May 18, 2021
AMES 206 - Identity and Education in Hawai’i Credits: 5
Focuses in Hawai’i as a site for exploring the islands as the land and its people negotiate a global milieu. Through historical texts, western and indigenous theory, art, music and local travel we will explore what it means to live in Hawai’i. This program will also explore its connection to the U.S. occupation of the Hawai’i and its implications on Pacific Islander American students identity and academic achievement particularly in the Aloha State. This inquiry will draw on fieldwork, historic sites visits, and scholarly sources. Students will survey their mutual foundation and interconnectedness in situating colonial community formation, tourism, and militarism within the similar critical lens.
Prerequisite: Concurrent enrollment in AMES 253 and HUMAN 186 . Eligible for ENGL& 101 or instructor’s permission.
Satisfies Requirement: Social Science
Students who successfully complete this class will be able to:
- Formulate a comprehensive framework of race, ethnicity, class, and other intersectionality in Hawai’i.
- Recognize the culture, history, and academic achievement gap issues of the indigenous Hawaiians, Polynesians, and other communities of color in Hawai’i.
- Use academic research to evaluate racial issues, disparities, and inequalities.
- Discern and analyze the implications of United States contact and settlement in the Kingdom of Hawai’i.
- Discuss contemporary issues of concern to the indigenous Hawai’ians, Polynesians and other communities of color.
- Articulate knowledge of comparative and interdisciplinary topics related to ethnic minority groups’ narratives.
- Demonstrate skill in community organizing.

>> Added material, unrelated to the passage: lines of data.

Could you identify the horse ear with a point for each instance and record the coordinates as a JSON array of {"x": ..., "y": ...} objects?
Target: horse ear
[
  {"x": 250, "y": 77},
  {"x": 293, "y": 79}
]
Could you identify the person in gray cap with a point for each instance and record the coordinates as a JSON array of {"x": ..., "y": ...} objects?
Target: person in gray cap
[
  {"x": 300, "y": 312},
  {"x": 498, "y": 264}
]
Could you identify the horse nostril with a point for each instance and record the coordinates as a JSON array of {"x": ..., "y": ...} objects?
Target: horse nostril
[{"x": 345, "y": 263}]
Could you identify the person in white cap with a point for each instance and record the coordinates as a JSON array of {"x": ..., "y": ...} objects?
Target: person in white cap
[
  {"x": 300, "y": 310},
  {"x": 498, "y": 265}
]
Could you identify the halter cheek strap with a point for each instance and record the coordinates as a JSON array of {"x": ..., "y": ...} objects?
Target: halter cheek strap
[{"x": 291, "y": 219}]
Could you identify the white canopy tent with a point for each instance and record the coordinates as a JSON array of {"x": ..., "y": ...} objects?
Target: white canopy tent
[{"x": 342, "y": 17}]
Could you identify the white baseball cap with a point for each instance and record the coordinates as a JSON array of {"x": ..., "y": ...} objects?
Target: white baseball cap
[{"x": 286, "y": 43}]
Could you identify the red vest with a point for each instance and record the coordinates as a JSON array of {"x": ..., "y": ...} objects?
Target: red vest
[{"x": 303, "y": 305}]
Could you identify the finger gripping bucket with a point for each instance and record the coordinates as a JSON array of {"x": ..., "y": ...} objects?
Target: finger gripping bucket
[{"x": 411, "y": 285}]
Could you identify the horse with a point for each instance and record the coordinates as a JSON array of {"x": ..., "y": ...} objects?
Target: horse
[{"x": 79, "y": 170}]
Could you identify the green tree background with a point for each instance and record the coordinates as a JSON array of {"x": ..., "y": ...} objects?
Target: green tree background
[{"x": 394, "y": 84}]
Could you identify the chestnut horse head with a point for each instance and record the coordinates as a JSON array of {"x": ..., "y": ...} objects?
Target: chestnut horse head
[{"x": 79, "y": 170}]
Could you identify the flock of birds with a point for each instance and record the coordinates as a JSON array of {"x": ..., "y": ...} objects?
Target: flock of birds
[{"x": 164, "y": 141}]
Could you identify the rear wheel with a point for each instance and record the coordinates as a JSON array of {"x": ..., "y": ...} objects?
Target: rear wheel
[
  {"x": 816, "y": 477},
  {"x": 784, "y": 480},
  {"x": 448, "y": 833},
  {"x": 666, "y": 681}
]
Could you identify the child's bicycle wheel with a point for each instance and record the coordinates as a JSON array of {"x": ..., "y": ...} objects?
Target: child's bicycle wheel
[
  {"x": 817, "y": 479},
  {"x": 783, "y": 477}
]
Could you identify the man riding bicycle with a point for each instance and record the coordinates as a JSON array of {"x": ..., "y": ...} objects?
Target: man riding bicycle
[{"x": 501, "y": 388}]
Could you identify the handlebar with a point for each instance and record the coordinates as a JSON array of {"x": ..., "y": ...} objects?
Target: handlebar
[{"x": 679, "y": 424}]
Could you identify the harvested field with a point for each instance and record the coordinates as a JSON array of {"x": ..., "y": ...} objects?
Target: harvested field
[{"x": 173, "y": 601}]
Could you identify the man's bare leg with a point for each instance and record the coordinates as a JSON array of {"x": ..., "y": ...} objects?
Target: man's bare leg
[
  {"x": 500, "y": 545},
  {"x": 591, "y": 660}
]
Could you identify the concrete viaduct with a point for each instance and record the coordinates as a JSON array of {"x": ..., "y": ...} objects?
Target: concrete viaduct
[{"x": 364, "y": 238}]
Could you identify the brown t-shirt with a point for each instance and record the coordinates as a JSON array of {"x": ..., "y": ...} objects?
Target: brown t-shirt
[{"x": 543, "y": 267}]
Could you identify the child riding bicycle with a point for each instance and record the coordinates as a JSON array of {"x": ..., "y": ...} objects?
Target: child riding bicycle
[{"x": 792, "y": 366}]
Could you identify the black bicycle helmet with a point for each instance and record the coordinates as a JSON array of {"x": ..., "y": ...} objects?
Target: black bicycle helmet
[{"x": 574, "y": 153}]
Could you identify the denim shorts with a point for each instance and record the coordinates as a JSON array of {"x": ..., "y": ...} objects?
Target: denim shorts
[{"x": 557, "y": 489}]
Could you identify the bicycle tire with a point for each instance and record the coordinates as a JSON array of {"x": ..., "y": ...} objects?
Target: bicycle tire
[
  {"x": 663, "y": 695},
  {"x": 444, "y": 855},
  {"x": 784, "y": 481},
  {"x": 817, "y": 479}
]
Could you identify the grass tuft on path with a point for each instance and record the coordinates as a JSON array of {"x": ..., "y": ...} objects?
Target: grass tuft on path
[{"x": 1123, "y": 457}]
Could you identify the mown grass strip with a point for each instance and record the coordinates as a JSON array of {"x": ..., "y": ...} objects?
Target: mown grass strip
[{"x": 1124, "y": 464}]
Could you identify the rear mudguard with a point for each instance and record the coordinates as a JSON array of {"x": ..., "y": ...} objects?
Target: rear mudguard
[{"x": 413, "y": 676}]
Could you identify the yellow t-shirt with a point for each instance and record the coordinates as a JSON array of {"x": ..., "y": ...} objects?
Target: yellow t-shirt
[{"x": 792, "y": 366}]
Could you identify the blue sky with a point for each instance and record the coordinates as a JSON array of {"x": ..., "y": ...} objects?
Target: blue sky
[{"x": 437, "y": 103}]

- Critical Thinking - Critical thinking finds expression in all disciplines and everyday life. It is characterized by an ability to reflect upon thinking patterns, including the role of emotions on thoughts, and to rigorously assess the quality of thought through its work products. Critical thinkers routinely evaluate thinking processes and alter them, as necessary, to facilitate an improvement in their thinking and potentially foster certain dispositions or intellectual traits over time.
- Written Communication - Written Communication encompasses all the abilities necessary for effective expression of thoughts, feelings, and ideas in written form.